Logs with Rules

A TL;DR on blockchains

Disclaimer: I work at Gem — all opinions are my own.

People often ask me what a blockchain is. That’s not surprising; as diverse industries gain interest in the topic, blockchain technology has continued its meteoric rise in awareness and popularity into 2016.

‘Blockchain’ interest over time (Google Trends)

What is really surprising is that among those who ask me that question, most of them have asked it before. More than comparable emerging technologies, it seems like the blockchain conversation is muddy and confusing. Eager, intelligent people can spend a week researching the topic and still feel like they have to ask, “So, what is it?

We don’t have a good way of talking about “blockchain” yet.

The term is new, in·con·sis·tent·ly defined, and under constant re-appropriation. This confusion around what exactly “blockchain” means is understandable for a couple of reasons:

  1. The origin of the term is questionable and (as has often been noted) is not from the Bitcoin white paper.
    There is no authority to which we can appeal for a clear definition, which isn’t a problem in itself, but has contributed to widespread equivocation around its use.
    For an examination of “blockchain” as interpreted from the perspective of Satoshi Nakamoto’s paper on Bitcoin (the first modern blockchain and the project that popularized the term) check out David Hudson’s well-done post on the topic.
  2. The concept of a blockchain is easily conflated with related components of blockchain-based systems.
    Unlike unclear etymology, this problem is difficult to dismiss and is largely a matter of fuzzy semantics — for example:
    Blockchain networks are peer-to-peer networks of computers (like e.g. BitTorrent) that seek to collectively agree on what data belongs in a given blockchain. 
    Blockchain nodes on that P2P network typically keep a full copy of the blockchain in a local database, but importantly:
a blockchain is neither a network nor a database.

Or more precisely, it’s not useful to talk about blockchains that way. A technical term is “useful” if its definition is clear, unambiguous, and distinct from that of other terms. Any terminology failing to meet any of these requirements will be limited in its ability to convey meaning by its tendency to introduce confusion.

I propose a simple, concise, and useful definition that clarifies what a blockchain is and what a blockchain needs:

Blockchains are logs with rules.

That probably doesn’t make sense right away, but that’s okay.
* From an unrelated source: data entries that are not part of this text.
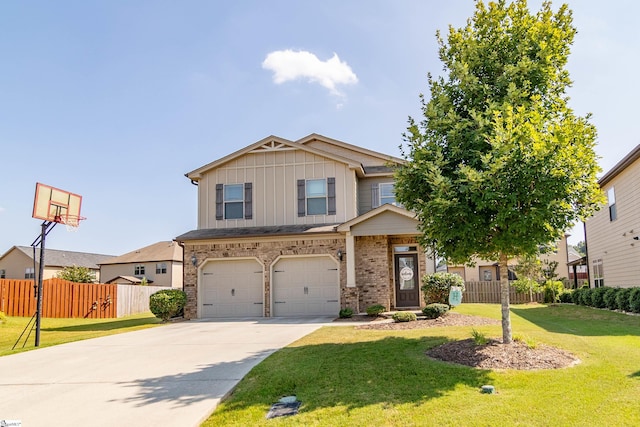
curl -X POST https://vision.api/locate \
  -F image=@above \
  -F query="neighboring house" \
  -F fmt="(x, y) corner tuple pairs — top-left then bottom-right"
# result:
(585, 144), (640, 288)
(446, 236), (571, 282)
(99, 241), (183, 288)
(0, 246), (112, 282)
(175, 134), (437, 319)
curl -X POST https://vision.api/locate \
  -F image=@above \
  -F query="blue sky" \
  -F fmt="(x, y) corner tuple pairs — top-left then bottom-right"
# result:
(1, 1), (638, 256)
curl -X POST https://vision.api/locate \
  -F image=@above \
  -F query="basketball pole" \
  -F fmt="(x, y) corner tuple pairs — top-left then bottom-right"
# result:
(32, 220), (57, 347)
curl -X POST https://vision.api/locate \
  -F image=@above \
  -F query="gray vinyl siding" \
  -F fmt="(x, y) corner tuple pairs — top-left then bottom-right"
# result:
(357, 177), (395, 215)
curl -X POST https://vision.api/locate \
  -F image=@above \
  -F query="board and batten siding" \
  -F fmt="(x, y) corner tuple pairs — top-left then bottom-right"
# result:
(198, 149), (357, 228)
(586, 156), (640, 287)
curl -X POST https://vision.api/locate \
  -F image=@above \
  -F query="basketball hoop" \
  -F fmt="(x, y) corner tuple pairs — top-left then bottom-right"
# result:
(59, 215), (86, 232)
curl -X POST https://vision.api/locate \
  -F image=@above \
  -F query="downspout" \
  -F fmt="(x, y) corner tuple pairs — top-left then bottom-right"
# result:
(583, 221), (590, 288)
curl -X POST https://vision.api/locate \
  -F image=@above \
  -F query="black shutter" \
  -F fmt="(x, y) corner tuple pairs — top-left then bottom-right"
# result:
(244, 182), (253, 219)
(327, 177), (336, 215)
(297, 179), (306, 217)
(215, 184), (223, 220)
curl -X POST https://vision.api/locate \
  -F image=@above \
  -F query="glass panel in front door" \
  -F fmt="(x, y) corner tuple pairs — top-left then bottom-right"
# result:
(398, 256), (416, 290)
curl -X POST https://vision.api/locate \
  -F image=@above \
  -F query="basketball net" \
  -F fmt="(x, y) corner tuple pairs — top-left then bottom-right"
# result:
(59, 216), (85, 232)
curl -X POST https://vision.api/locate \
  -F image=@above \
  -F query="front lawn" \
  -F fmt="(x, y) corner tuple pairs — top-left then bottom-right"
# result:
(205, 304), (640, 426)
(0, 312), (163, 356)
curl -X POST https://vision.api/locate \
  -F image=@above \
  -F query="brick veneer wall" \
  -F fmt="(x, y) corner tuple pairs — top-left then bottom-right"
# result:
(182, 237), (345, 319)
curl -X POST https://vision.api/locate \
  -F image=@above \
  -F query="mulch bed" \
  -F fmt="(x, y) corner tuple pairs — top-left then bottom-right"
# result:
(335, 312), (580, 370)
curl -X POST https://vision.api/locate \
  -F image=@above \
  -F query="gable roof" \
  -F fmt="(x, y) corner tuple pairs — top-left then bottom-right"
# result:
(4, 246), (113, 269)
(297, 133), (404, 165)
(185, 135), (366, 181)
(337, 204), (417, 232)
(599, 144), (640, 186)
(104, 275), (154, 284)
(99, 241), (182, 265)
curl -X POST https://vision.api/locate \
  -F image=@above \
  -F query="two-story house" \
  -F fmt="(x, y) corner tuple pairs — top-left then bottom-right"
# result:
(175, 134), (436, 318)
(585, 144), (640, 288)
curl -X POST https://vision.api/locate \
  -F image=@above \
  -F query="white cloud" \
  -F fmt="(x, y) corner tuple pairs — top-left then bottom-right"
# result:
(262, 49), (358, 96)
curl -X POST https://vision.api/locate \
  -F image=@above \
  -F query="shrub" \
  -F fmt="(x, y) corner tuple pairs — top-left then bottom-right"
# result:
(616, 288), (632, 312)
(392, 311), (417, 322)
(579, 288), (593, 306)
(591, 287), (609, 309)
(629, 288), (640, 313)
(339, 308), (354, 318)
(471, 329), (488, 345)
(543, 280), (565, 303)
(421, 272), (465, 306)
(422, 303), (450, 319)
(366, 304), (386, 317)
(513, 334), (537, 349)
(149, 289), (186, 321)
(571, 288), (583, 305)
(559, 290), (573, 303)
(603, 288), (619, 310)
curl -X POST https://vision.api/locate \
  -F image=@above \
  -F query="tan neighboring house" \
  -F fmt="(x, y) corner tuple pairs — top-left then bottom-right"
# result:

Keep reading.


A blockchain is a linear, append-only data structure.

That’s pretty concise and pretty simple. For the readers who are unfamiliar and don’t want to click the link, a data structure is just a way of organizing data; different data structures are useful in different situations.

This is distinct from the concept of a database which is concerned with the storage of data. A blockchain can be stored anywhere it can fit: BerkeleyDB, PostgreSQL, IPFS, a JSON document, a roll of toilet paper, whatever you want; regardless of where it sits, it’s still a chain of blocks.

All that said, this definition isn’t useful; it fails the requirement that a definition be distinct from the definitions of other terms — it lacks specificity, so let’s specify.

A blockchain is a linear, append-only data structure in which state is represented by an exhaustive record of discrete events.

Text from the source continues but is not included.